木視率とは

木視率

木視率(モクシリツ)という建築用語をご存じでしょうか。
字の通り、木の見える、割合のことです。家のどこかに立ち、あたりを見た時、目に見えるモノの中で、木肌が見える割合が、全体の何パーセントあるかを示すものです。 部屋の中に、木が見える割合が、多い家ほど「安らぎ」を感じるといいます。一般的な住まいは、20%程度といわれていますが、木視率が40~50パーセントある家は、格段に安らぎ感が、増すそうです。
不思議なことに、木視率は、高ければ良いというわけではなく、木視率100パーセントは、40パーセントにくらべると、安らぎ感は、減るそうです。
無垢材が、40パーセントくらい見える家にするには、どこにどのような木を配置するのが良いのでしょう。

木肌=木の表面


リビングルーム

リビングルーム

家族が集まるリビングルームは、安らげる部屋にしたいもの。
左の写真は、ちょうど木視率40パーセントくらいのリビングルームです。
柱や梁、建具に木をあしらい、古民家風のインテリア。
壁は塗り壁で、質感も良く、落ち着いた雰囲気です。


トイレ

トイレのような狭い空間も、ほどよく木を使うことで、格段に落ち着いた空間になります。
無垢材のフローリング、壁には腰壁を貼り、耳付の楢材の手洗いカウンターを取り付けて、自然味あふれるトイレにしています。
珪藻土の塗壁のしっとしとした質感もよく、空気が浄化されるような、居心地のよい空間になります。狭い場所だからこそ、安らぎ効果大です。

トイレ


システムキッチン

キッチン

キッチンも木をあしらうと、インテリアとしてのグレード感も増します。
写真は、マコレという無垢材を使って作ったシステムキッチンです。水のかかりやすい、天板はステンレスにし、引き出しや扉の部分に無垢材を使っています。
マコレ材は、湿気や虫害に強い性質の木ですので、水まわりに適しています。
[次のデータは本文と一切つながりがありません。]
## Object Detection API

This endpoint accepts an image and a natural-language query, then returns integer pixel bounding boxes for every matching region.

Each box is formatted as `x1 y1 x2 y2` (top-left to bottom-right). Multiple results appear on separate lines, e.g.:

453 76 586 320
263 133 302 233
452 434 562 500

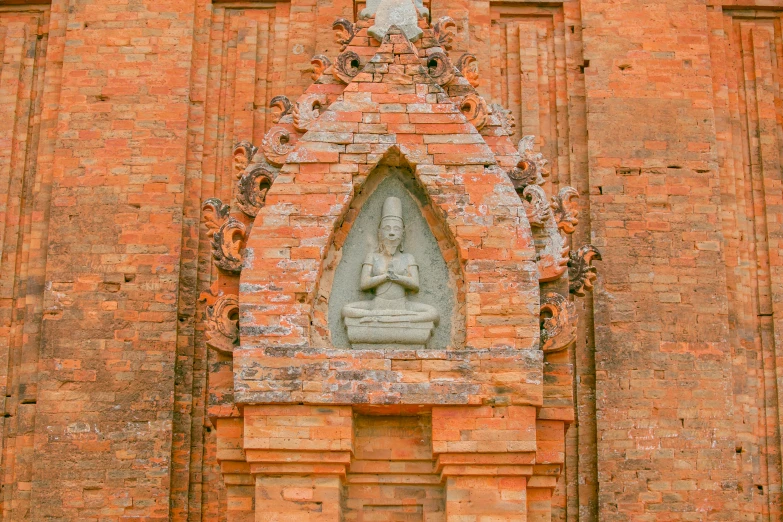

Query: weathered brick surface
0 0 783 521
引き出しなど、手を触れる部分に木を使うことで、木のぬくもりから得る、安らぎ感も、見逃せません。


くつろげる家づくり

家が欲しい。と、思いはじめた頃は、どんな間取りがいいか、部屋数はどのくらいがベストなんだろう? などと、図面が頭の中を締めてしまいがち。 次には、収納のことや、キッチンの設備、省エネ機器、そのうち、風水も気になりはじめます。
でも、家の最初の目的は、実は、別のテーマがあったりします。
自分の住まいが、「いかにくつろげるか」ではありませんか?木視率という言葉は、まさに自分の住まいが、いかにくつろげる条件を満たしているかを知るのに、覚えて置くと役立つかと思います。
家が欲しい。と、思い始めたら、木視率を思い出してください。